Patnaik might be right, or wrong, on this. We have no means of knowing. But now that he has engaged in some speculation, can’t we not take the liberty to engage in some speculation of our own regarding Patnaik’s new discovery of alleged theoretical omission by Marx? Though going into the motive of the author beyond the text is unhealthy in polemics, we can’t resist the temptation to pose one nagging question: In a review of Patnaik’s book A Theory of Imperialism, co-authored with Professor Utsa Patnaik, CT Kurien, his comrade-in-arms in the academia, has described the work as a new theory of imperialism (See New Perception of Imperialism, Review by CT Kurien of ‘A Theory of Imperialism’ by Utsa Patnaik & Prabhat Patnaik, in Frontline, 12 May 2017. Available at http://www.frontline.in/books/new-perception-of-imperialism/article9658344.ece). Without going into the veracity of Patnaik’s claim that it is a new theory, Professor CT Kurien introduces the book and outlines the analysis of Patnaiks based on political geography and spatial analysis of imperialism and the new features of financialisation.

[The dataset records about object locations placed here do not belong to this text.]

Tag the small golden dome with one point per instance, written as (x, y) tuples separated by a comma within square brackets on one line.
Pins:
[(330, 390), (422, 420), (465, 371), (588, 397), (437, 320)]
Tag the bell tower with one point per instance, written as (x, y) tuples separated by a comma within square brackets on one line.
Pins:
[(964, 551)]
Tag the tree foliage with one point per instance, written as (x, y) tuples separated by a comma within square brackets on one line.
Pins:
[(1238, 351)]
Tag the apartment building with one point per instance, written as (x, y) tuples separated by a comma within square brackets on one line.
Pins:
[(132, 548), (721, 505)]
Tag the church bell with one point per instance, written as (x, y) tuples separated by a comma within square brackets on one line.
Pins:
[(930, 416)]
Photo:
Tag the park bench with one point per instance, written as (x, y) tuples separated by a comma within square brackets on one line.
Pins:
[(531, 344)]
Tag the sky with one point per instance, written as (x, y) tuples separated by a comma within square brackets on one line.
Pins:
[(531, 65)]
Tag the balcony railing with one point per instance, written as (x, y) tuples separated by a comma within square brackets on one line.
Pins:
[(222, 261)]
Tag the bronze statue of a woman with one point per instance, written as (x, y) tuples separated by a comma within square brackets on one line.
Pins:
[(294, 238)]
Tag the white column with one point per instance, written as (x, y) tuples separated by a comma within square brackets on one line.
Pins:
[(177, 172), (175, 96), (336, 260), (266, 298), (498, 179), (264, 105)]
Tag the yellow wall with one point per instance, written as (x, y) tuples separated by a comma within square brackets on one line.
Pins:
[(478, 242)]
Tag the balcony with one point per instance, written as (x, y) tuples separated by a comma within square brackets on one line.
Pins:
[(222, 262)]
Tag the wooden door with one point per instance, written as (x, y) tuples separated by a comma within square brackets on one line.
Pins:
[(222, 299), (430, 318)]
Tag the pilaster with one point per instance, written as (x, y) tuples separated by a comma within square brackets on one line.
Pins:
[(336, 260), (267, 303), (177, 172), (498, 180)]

Well, in the last hundred years of its development, imperialism is bound to have thrown up several new features and an analysis of these is most welcome. We don’t dismiss such an analysis offhand. However, whether such an analysis constitutes an altogether a new theory of imperialism is an open question. Of course, Patnaiks are entitled to stake their claim to have developed a new theory on the basis of merits of their analysis. But does Prof. Patnaik think that to substantiate his claim for coming up with a new theory of imperialism he has also to come up with the claim that he was the one to originally come up with a new comprehensive theory of colonialism—including the centre-periphery relationship and the impact of colonialism on the dynamic of capitalism in the metropolis? If so, he would be doing an injustice not only to Marx-Engels and Lenin and numerous other theorists of similar themes, including his elder colleagues in India like NK Chandra and Ranjit Sau, he would also be disappointing a student of Marx like this author.